AKGコンシューマー向けヘッドホン・イヤホンのハイエンドモデル「Nシリーズ」

今回登場したN20は、新シリーズ「Nシリーズ」にラインアップされる製品だ。Nシリーズは、プロミュージシャンやエンジニア、オーディオファイルなどをターゲットにした「Kシリーズ」の下に位置づけられる、AKGコンシューマー向けイヤホン/ヘッドホンの上位モデル。このNシリーズは、スマートフォンでも使えるような機能性、通勤時や通学時でも気軽に楽しめるデザイン性、Kシリーズで培ってきた音響技術を投入した音色など、高音質・高品質を気軽に楽しめるような製品とされている。
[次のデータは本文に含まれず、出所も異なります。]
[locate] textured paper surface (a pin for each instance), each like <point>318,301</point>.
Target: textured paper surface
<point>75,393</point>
同社は、2014年にコンシューマー向けのスタンダードシリーズ「Yシリーズ」を用意したが、今回登場したNシリーズは、AKGヘッドホン・イヤホンの入門向けモデルYシリーズと、プロレベルのクオリティーを備えたKシリーズの間を補う存在のシリーズとなっているのだ。

新開発の7mm径ダイナミックドライバーを採用

そんなYシリーズのイヤホン第1弾となるN20は、ダイナミック型ユニットを採用したカナル型イヤホンだ。国内では2015年に入ってYシリーズからカナル型イヤホンの新製品が発売されているが、1万円を超える高級イヤホンが登場するのは実は久しぶりのこと。これまでAKGイヤホンの上位モデルを選ぶなら、モニター用イヤホンの「IP2」(10,000円前後、国内正規品の価格)や、BAとダイナミック型を組み合わせたリファレンスイヤホン「K3003」(140,000円前後、国内正規品の価格)など限られた選択肢しかなかったが、そこに新しく加わったのがN20だ。価格.com最安価格(2015年8月7日時点)の価格は16,000円程で、価格的には、当時AKGイヤホンの最高峰として評判になった「K324P」に近い存在のモデルになりそうだ。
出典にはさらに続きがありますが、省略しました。